Resilience lessons and the NHS

You may share my confusion about the National Health Service. There’s so much evidence of crisis, and yet recent experience of the NHS continues to be good. What’s going on? What can you do? There is a crisis, and its root cause is clear: deliberate underfunding by the UK Government. Our spending on health is 8.5% of GDP – well below most other developed countries (Germany 11%, EU average 10.1%).

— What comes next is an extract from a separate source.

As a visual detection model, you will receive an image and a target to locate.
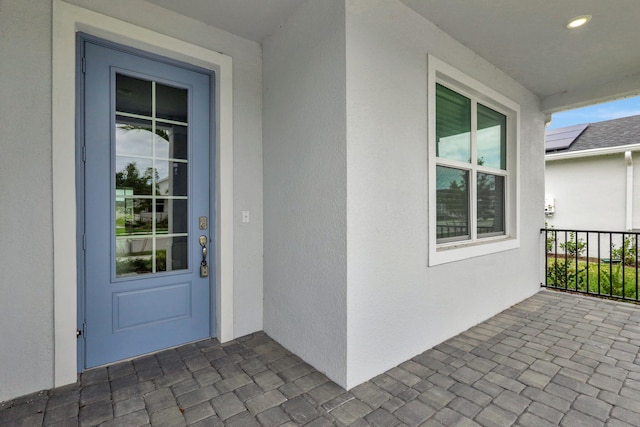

Overall, the NHS is delivering a remarkably good service on a relatively tight budget, and despite its many other challenges (privatisation ambiguity, deluge of initiatives, over-administration and more). But forecasts of the growing health problems of our ageing population are terrifying in relation to current capacity and spending problems.

Doctors in a NHS hospital

Doctors in a NHS hospital

I’ve often felt helpless about the stress on NHS staff, and the uncertainty over health care that we all face. However, let’s look at some positive responses:
1. Take more care of your own health: NHS obesity data shows that 25% of UK adults take less than 30 minutes exercise per week!
2. Get involved in lobbying and consultations over NHS plans in your area, such as Clinical Commissioning Group proposals for ‘service improvements,’ which usually include service cuts too.
3. Do what you can to support national calls for decent NHS funding. For example, check out for info on what’s being proposed, petitions, and alternative proposals.
4. Strengthen your contacts and commitment in your local community. If the capacity of the NHS continues to be overstretched, one way to fill the gap is by neighbours and local voluntary groups.

It does feel as if life generally is getting riskier, and the holes in the NHS safety net certainly add to that. but try to treat it as a positive call to resilience.